With the help of swig you almost do
An observation: Based on the benchmarking conducted by the pybindgen developers, there is no significant difference between boost.python and swig. I haven't done my own benchmarking to verify how much of this depends on the proper use of the boost.python functionality.
Note also that there may be a reason that pybindgen seems to be in general quite a bit faster than swig and boost.python: it may not produce as versatile a binding as the other two. For instance, exception propagation, call argument type checking, etc. I haven't had a chance to use pybindgen yet but I intend to.
Boost is in general quite big package to install, and last I saw you can't just install boost python you pretty much need the whole Boost library. As others have mentioned compilation will be slow due to heavy use of template programming, which also means typically rather cryptic error messages at compile time.
Summary: given how easy SWIG is to install and use, that it generates decent binding that is robust and versatile, and that one interface file allows your C++ DLL to be available from several other languages like LUA, C#, and Java, I would favor it over boost.python. But unless you really need multi-language support I would take a close look at PyBindGen because of its purported speed, and pay close attention to robustness and versatility of binding it generates.

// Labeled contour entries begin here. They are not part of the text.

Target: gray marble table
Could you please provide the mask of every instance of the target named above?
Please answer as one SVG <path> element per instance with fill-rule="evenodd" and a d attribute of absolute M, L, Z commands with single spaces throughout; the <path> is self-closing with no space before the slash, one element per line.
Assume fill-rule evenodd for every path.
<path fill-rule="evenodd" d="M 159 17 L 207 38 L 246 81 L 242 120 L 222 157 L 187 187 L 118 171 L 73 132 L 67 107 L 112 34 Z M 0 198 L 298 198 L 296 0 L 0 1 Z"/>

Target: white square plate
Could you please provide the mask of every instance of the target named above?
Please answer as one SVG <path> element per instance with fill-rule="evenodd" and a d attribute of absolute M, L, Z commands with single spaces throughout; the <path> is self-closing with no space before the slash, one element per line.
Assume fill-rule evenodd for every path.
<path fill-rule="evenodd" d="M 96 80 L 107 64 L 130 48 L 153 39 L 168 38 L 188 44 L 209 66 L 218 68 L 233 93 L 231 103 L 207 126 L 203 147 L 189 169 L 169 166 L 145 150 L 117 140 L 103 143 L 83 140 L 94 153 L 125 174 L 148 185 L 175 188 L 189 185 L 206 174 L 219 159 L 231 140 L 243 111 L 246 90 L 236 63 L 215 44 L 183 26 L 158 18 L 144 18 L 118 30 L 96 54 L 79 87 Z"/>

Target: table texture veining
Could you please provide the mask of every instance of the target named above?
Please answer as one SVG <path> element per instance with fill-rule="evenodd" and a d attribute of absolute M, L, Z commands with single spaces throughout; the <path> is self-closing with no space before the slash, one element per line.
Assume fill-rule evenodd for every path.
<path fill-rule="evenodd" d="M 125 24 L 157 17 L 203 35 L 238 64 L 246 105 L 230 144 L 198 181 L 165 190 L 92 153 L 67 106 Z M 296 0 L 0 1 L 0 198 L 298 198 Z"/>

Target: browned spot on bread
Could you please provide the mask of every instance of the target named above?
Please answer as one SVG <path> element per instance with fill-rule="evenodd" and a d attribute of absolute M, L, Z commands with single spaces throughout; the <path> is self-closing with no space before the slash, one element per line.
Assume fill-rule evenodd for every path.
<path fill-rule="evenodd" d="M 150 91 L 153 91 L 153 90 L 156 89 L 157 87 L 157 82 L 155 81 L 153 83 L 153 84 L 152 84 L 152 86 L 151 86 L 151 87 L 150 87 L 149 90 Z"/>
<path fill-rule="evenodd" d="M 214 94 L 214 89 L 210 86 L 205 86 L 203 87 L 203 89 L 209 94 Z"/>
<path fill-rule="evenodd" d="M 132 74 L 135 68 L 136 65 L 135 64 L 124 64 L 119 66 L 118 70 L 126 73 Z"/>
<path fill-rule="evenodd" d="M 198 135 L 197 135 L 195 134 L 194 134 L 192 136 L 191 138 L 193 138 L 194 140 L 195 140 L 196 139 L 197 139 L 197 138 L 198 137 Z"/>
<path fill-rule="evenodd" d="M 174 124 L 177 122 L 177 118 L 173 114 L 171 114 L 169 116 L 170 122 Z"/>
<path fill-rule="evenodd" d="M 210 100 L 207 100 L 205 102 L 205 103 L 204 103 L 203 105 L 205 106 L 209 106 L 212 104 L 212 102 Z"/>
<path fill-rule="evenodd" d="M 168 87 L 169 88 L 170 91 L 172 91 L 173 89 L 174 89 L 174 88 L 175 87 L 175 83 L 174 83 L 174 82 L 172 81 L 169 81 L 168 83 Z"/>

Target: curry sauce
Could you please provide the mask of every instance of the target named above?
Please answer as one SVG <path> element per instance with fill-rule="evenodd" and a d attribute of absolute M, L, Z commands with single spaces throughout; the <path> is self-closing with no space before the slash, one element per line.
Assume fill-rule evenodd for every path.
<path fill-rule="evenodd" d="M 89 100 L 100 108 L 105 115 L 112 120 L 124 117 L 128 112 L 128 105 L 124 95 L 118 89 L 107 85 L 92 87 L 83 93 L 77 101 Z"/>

Before giving up on your python code, have a look at ShedSkin. They claim better performance than Psyco on some code (and also state that it is still experimental).
Else, there are several choices for binding C/C++ code to python.
Boost is lengthy to compile but is really the most flexible and easy to use solution.
I have never used SWIG but compared to boost, it's not as flexible as it's generic binding framework, not a framework dedicated to python.
Next choice is Pyrex. It allows to write pseudo python code that gets compiled as a C extension.
There be dragons here. Don't swig, don't boost. For any complicated project the code you have to fill in yourself to make them work becomes unmanageable quickly. If it's a plain C API to your library (no classes), you can just use ctypes. It will be easy and painless, and you won't have to spend hours trawling through the documentation for these labyrinthine wrapper projects trying to find the one tiny note about the feature you need.
For sure you will always have a performance gain doing this by hand, but the gain will be very small compared to the effort required to do this. I don't have any figure to give you but I don't recommend this, because you will need to maintain the interface by hand, and this is not an option if your module is large!
You did the right thing to chose to use a scripting language because you wanted rapid development. This way you've avoided the early optimization syndrome, and now you want to optimize bottleneck parts, great! But if you do the C/python interface by hand you will fall in the early optimization syndrome for sure.
If you want something with less interface code, you can think about creating a dll from your C code, and use that library directly from python with cstruct.
Consider also Cython if you want to use only python code in your program.